At the same time, I am not getting a sense that the design team has a clear agenda. They seem to be muddling along from survey to survey. Two weeks ago, Mike Mearls (lead designer) wrote a column pondering what the concept of hit points should mean. Mr. Mearls did take a reasonable stance on the question, but the fact that he’s still devoting his column to such a basic design question makes me wonder when and whether we are going to see the design team really commit to anything.

That is why I’m dropping out of the playtest process. When I’ve playtested in the past, it was for the Ars Magica system. Their playtest process is conceptually very different from the way the D&D playtest process is unfolding.

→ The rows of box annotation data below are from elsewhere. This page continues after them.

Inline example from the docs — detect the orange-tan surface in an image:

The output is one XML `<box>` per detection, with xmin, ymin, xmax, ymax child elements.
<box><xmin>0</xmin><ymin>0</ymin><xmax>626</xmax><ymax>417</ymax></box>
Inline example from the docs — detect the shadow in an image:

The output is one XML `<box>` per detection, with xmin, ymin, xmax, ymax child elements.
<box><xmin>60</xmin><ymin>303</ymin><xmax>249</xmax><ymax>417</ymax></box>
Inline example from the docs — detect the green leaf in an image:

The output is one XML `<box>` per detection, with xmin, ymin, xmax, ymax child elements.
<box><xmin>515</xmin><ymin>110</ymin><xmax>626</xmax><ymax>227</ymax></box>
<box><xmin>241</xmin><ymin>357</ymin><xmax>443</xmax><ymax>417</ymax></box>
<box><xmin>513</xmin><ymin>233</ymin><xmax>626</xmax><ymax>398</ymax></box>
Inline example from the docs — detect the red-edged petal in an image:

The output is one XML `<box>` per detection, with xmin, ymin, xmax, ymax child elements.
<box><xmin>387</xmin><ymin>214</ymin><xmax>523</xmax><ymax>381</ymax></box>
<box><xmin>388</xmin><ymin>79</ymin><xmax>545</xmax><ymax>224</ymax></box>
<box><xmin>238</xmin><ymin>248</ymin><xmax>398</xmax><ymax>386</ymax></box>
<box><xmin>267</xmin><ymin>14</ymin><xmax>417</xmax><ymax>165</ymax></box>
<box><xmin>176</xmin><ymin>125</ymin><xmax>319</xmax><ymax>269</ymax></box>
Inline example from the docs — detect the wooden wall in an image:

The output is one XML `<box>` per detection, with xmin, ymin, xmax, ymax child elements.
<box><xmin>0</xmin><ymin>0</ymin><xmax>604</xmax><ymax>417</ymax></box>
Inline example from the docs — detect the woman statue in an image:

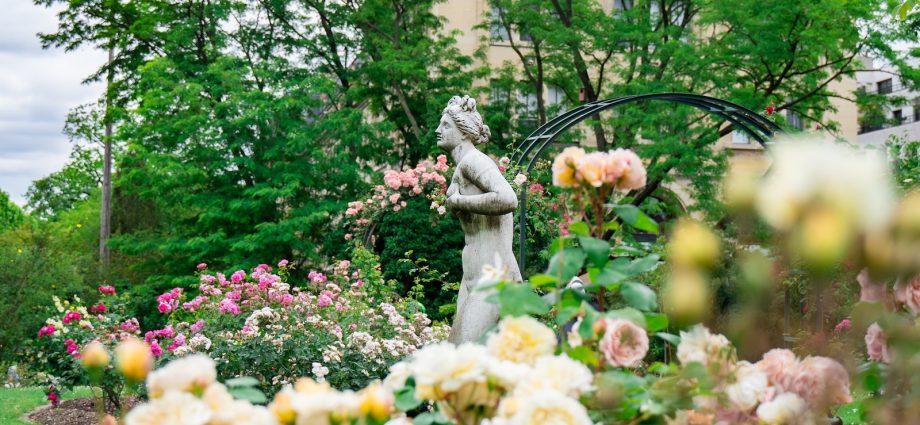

An Ars Magica playtest is like an editorial review process: the author commits to a design and the playtesters try it out and report back with how they liked it, what worked, and what didn’t. The author then revises based on the diverse feedback from the different playtesters. The D&D playtest appears to work differently: it seems to be more of a focus group (my cynical side would call it a “popularity contest”) where the designers throw out a different, competing idea each iteration and run a survey to see which one caught on.

That leaves me cold for a couple of reasons. Most importantly, I think designers should have their own vision and try to adapt it to the market based on feedback, rather than expecting the market to make all the major decisions for them. Imagine if George R.R. Martin tried to write the next Game of Thrones novel by sending around a couple of different versions of each chapter and running a survey to see which one was most popular. That would be ridiculous — the reason people read Mr. Martin’s books is that he has his own style and his own master plan for the plot. People value that (even if, like me, they don’t like every creative decision the author makes). So, I think the design-by-committee approach lacks integrity and will ultimately be a disservice to the customer by producing a mediocre product. It’s an understandable over-reaction the the “edition wars.” The designers seem to be bending over backward to please everyone, without realizing that in so doing, they’ve lost track of the designer’s role.

On a more practical level, it also means that each iteration of the playtest is going to be different from the last, and will not necessarily bear much resemblance to the final product. To stay in the playtest, my group would have to re-learn the rules every time we sit down to play. Now that I know that’s the expectation, I’m not interested in paying that cost. I can’t get a group together as often as I’d like to. To spend a lot of time learning each version of the playtest rules, only to have them change in extensive and arbitrary ways next time around, does not appeal to me.

So, now that I’ve figured out what Wizards of the Coast actually wants from the playtesters, they can count me out. I no longer believe the game is necessarily going to be bad. I have no idea what the final game is going to be like. The playtest drafts don’t really tell me: anything could change at any time. Maybe the next edition of D&D will be as great as my first playtest experience, or maybe it will be as lousy as my second. I’ll take a look at it when the design team have finally made up their minds.